Was machen wir, wenn die Angst nach Luxemburg kommt? Den Ausnahmezustand auszurufen, wäre verkehrt. Denn die größte Macht der Drohnen liegt nicht in ihrer Feuer-, sondern in unserer Vorstellungskraft. Wer nach drei Meldungen aus dem Ernztal von Krieg spricht, erledigt gratis die Arbeit dessen, der die Drohne womöglich geschickt hat.

Trotzdem schwebt da etwas am Himmel, dessen Absicht niemand kennt. In dieser Lücke zwischen Sichtung und Wissen nistet sich die Angst ein. Sie zu schließen, wäre hier das Einzige, was der Staat überhaupt kann – und ausgerechnet dabei ist er mal wieder langsam. An einer nationalen Drohnenstrategie wird gearbeitet. Die CSV-Abgeordneten Laurent Mosar und Maurice Bauer fragten am 10. August nach dem Stand, die Antwortfrist verstrich am Dienstag unbeantwortet. Am Donnerstag kamen die ersten Meldungen aus Medernach.

An anderer Stelle geht es zügiger. Im März verabschiedete die Regierung ihre Strategie zur Verteidigungsindustrie. Seit Juli liegt der Gesetzentwurf vor, der die Herstellung von Verteidigungsgütern hierzulande erstmals regelt. Wer produzieren will, braucht eine Zulassung des Wirtschaftsministers. Das Land soll am wachsenden Geschäft mitverdienen. Wir regeln also, unter welchen Bedingungen hier bewaffnete Drohnen gebaut werden dürfen, bevor wir wissen, was wir tun, wenn sie über unsere Köpfe fliegen.

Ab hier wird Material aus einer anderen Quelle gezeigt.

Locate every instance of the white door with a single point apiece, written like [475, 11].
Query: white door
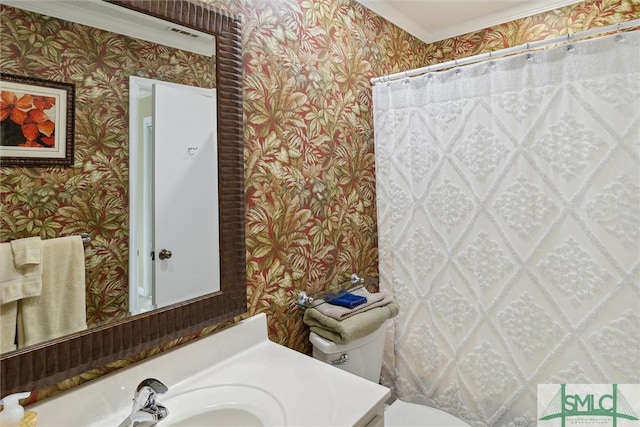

Investitionen braucht es, gar keine Frage. Nur wäre zu klären, worin. Luxemburg wird in keinem absehbaren Konflikt Frontstaat sein. Es ist Knotenpunkt: Rechenzentren, Finanzplatz, Frachtdrehkreuz, Satellitenbetreiber. Angreifbar ist hier die Infrastruktur, und für deren Resilienz braucht es Redundanz. Eine gute Lagerhaltung. Schnelle Meldewege. Und eine Bevölkerung, die weiß, was zu tun ist.

Zeit für Kommunikation hat die Verteidigungsdirektion übrigens. Wer Sturmgewehre auf Euro-Scheine fantasiert, hat auch Zeit für ein Merkblatt darüber, was Menschen tun können, wenn über ihrem Garten etwas surrt. Wo man das meldet. Was dieses Land überhaupt ohne fremde Hilfe sehen und identifizieren kann. Dort fängt Verteidigung an. Beim Wissen, und bei der Bereitschaft, es zu teilen.